Today, the association organizes competitions in different team sports and takes part in international Sokol unions. It had its own magazine called Sokołske listy 1994 to 2006.

== History ==
The first Sorbian Sokoł unit (sorb. jednota) in Germany was founded 1920 in Bautzen. Its inspiration was the Czechoslovak Sokol movement. In 1924, the first association meeting took place in Panschwitz-Kuckau. The first president was Jan Skala. Until 1931, the movement spread across the Sorbian settlement area with new units being founded in various Sorbian villages and cities. The association fostered Sorbian nationalism and encouraged Sorbs to do sports. Serbski Sokoł started to participate in Allslavic Sokol unions in Czechoslovakia and Yugoslavia.

Parts of the Catholic clergy had mixed feelings about Serbski Sokoł since it facilitated close contact between Catholic and Protestant members and because the Czechoslovak Sokol was judged to be anti-church. Therefore, Serbski Sokoł was split into a Catholic and a protestand section in 1930.

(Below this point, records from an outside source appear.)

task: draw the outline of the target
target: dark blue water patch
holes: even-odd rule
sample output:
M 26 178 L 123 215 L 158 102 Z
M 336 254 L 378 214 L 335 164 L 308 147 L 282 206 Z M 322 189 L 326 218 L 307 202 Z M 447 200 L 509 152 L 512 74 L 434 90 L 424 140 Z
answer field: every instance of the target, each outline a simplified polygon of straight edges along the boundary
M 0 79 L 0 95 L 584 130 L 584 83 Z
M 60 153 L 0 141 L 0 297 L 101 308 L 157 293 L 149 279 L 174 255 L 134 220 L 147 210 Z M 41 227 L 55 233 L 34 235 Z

Serbski Sokoł dissolved in 1933, while a decree to prohibit the association was already in preparation. The Eastern German government too did not approve of its revitalization in 1949.

After its reestablishment in 1993, Serbski Sokoł took part in the 1994 12th Allsokol-Union in Prague with about onehundert sportsmen. In 1996, it became a part of Domowina. Since then, Serbski Sokoł has its main office in the Serbski dom in Bautzen.